DNA Hemophilia A Mutation Evaluation

• Transaction code: 3250-02
• CPT codes (suggested): 83890, 83898 (x33), 83908 (x2), 83904 (x34), 83909, 83892, 83894, 83912

Severe patients that are negative for the DNA Factor VIII inversion or patients that have moderate or mild hemophilia can be evaluated for mutations. Through our current screening methods, a mutation is found ~90-95% of the time. A reference for the DNA FVIII mutation database can be found at: HAMSTeRS.

If the specific mutation cannot be identified, intragenic linkage is often useful to trace the affected allele through the family tree by following 5 polymorphic sites. Linkage studies also help identify the de novo origin of mutations in families with an isolated occurrence (eg: maternal grandparents). Intragenic linkage may be useful in 80-90% of families where key family members (patient and both parents of potential carrier) are available.

Method
For approximately half of the severe hemophilia A patients (and moderate cases with FVIII levels of ~1%), the DNA Factor VIII Inversion will be negative. For these patients, along with the moderate and mild patients, the Hemophilia A Mutation Evaluation will be performed to identify the mutation. A MDE (mutation detection enhancement) screen will be performed initially and if needed, will be followed by a sequence screen. Once identified, the genotype will be tested by confirmation analysis.

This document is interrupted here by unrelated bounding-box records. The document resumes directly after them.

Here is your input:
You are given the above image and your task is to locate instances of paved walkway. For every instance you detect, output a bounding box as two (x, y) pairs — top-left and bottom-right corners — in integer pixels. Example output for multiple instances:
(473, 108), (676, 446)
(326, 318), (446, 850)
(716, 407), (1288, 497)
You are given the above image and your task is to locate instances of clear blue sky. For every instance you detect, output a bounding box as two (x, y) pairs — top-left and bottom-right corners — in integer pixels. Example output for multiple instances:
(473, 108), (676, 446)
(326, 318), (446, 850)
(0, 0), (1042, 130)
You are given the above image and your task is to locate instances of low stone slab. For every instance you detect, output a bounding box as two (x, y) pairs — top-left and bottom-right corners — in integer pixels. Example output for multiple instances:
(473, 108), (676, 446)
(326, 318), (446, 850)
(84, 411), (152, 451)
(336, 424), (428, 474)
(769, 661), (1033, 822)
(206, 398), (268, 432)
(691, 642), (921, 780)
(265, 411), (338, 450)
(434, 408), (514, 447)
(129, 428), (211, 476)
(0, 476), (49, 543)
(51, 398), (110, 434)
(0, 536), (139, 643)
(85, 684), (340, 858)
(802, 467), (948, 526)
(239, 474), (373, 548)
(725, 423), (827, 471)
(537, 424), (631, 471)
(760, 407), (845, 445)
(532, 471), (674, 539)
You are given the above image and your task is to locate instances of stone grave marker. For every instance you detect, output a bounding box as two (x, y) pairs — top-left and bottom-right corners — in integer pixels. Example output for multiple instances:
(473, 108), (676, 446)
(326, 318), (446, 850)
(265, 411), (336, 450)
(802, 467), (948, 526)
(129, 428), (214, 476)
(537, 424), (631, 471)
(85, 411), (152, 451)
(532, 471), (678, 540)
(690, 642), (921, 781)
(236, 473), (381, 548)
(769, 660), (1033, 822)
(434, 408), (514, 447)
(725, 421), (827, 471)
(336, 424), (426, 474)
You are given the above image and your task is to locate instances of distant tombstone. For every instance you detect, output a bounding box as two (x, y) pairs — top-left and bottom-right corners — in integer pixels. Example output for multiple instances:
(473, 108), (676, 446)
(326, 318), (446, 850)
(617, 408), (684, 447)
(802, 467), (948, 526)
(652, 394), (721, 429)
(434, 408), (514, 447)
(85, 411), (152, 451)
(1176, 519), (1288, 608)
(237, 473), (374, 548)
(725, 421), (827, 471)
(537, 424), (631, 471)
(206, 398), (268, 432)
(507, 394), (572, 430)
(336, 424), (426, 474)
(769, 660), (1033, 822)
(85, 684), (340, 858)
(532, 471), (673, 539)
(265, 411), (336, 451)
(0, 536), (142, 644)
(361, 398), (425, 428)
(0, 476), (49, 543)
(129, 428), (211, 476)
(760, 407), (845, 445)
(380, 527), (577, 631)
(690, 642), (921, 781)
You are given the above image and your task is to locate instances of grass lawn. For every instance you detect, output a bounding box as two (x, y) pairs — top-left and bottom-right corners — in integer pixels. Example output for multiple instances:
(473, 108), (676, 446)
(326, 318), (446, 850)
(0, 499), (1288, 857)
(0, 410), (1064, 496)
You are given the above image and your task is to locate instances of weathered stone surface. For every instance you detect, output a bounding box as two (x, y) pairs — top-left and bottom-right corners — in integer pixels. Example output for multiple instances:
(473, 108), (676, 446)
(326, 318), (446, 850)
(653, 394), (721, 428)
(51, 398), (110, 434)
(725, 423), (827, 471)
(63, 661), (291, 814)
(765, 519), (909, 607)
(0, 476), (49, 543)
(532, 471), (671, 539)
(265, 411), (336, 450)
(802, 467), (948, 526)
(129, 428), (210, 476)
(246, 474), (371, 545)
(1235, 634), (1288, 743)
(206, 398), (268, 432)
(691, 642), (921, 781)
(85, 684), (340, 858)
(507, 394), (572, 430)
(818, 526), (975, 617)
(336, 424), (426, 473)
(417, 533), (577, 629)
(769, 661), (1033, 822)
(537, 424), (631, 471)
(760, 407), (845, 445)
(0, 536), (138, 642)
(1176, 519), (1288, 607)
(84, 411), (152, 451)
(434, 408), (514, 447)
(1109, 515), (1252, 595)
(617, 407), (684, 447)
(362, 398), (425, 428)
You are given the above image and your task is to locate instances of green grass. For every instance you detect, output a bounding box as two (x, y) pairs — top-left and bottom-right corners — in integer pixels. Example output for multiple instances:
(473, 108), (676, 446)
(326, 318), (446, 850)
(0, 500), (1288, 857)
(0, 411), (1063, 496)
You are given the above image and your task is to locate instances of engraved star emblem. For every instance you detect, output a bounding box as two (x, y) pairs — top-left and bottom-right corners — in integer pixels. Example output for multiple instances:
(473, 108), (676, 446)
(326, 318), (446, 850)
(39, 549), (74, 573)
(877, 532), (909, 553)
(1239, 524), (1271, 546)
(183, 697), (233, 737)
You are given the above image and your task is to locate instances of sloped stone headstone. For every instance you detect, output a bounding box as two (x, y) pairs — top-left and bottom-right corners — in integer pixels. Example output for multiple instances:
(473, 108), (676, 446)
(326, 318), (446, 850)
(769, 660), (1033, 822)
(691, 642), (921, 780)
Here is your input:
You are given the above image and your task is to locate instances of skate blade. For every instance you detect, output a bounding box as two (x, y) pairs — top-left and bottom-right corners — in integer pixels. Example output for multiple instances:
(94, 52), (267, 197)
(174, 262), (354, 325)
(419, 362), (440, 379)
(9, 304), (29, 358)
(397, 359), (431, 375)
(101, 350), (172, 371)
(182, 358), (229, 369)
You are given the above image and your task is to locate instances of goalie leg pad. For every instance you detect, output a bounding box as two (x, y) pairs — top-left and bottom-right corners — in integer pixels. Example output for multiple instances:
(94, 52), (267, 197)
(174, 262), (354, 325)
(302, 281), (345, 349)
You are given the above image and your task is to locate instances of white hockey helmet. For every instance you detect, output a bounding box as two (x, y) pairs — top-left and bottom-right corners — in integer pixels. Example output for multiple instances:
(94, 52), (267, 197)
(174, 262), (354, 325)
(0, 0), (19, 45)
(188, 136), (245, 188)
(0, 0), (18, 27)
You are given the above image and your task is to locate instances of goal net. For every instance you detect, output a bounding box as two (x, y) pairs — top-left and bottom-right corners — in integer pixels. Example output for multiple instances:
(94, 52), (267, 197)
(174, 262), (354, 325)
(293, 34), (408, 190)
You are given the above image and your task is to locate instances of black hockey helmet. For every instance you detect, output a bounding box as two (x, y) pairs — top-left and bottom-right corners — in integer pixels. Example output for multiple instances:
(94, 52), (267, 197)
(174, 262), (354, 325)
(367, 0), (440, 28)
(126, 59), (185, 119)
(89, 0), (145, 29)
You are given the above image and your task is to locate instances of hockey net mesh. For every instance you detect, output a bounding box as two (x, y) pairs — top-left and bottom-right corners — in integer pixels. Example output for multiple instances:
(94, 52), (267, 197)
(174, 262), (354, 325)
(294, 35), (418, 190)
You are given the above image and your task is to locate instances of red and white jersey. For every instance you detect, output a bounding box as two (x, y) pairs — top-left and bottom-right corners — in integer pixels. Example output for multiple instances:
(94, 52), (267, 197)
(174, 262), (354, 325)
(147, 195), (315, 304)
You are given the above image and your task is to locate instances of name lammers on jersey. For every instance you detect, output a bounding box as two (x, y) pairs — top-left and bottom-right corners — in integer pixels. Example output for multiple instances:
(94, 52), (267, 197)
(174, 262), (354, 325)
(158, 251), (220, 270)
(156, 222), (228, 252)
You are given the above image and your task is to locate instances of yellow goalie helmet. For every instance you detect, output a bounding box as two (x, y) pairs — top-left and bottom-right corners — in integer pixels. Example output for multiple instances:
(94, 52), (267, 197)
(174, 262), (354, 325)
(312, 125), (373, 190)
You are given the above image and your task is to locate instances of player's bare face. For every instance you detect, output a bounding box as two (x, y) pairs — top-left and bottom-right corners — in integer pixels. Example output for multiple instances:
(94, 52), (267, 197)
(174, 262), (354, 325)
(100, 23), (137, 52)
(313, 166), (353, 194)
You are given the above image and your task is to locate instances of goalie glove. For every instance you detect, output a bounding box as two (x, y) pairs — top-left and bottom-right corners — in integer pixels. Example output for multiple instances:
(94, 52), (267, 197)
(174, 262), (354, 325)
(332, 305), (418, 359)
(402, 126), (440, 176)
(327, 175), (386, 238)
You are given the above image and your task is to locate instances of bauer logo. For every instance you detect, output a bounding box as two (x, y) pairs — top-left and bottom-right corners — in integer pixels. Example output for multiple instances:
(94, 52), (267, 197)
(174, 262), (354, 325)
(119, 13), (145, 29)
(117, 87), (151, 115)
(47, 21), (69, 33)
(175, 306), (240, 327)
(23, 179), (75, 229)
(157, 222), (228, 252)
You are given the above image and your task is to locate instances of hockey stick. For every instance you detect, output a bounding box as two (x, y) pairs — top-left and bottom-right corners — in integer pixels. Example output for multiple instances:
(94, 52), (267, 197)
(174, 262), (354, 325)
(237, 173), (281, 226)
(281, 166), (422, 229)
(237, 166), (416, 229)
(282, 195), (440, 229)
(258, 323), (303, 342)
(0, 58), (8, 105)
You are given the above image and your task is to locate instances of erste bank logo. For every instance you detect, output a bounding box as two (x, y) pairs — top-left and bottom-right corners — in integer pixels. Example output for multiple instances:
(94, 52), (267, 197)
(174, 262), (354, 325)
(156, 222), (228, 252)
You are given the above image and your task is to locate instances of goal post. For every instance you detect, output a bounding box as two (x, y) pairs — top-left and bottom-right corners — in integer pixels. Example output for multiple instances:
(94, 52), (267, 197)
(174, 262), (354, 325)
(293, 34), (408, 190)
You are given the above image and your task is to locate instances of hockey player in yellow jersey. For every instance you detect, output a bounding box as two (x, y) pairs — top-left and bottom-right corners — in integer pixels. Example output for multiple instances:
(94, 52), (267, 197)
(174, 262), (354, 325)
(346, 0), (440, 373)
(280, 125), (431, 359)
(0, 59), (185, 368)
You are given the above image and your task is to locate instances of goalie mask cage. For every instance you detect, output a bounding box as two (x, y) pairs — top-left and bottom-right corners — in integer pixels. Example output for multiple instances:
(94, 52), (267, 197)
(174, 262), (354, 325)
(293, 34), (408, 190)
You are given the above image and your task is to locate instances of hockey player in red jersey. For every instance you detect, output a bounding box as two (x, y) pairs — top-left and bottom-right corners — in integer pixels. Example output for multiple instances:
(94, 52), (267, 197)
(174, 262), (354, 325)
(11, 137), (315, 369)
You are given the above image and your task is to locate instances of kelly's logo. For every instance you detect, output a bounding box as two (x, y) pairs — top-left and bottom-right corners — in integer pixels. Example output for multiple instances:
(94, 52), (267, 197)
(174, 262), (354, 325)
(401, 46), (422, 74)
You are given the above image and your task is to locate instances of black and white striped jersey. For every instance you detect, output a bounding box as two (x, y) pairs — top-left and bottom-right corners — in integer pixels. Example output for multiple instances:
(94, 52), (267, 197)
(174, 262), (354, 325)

Confirmation is performed one of two ways. If the mutation creates/removes a restriction enzyme digestion site, the testing will be performed by RFLP. If a restriction enzyme digestion site is not present, testing will be done by sequencing the exon in which the mutation is located.

Test Details

• Turnaround Time: FVIII inversion testing takes 1-2 weeks. If the mutation is unknown an evaluation will be performed, which may take an additional month. If the mutation is identified, screening for family members takes 1-2 weeks.
• Sample Requirements: 5-10mL whole blood drawn in EDTA and shipped at 4°C or ambient temperature is acceptable. Refer to the sample requirements page for more information on shipping.
• Analysis of amniocytes can be performed on cultured amniocytes. Two T-25 flasks of cells cultured to confluency will be accepted. Puget Sound Blood Center does not have facilities to culture amniocytes.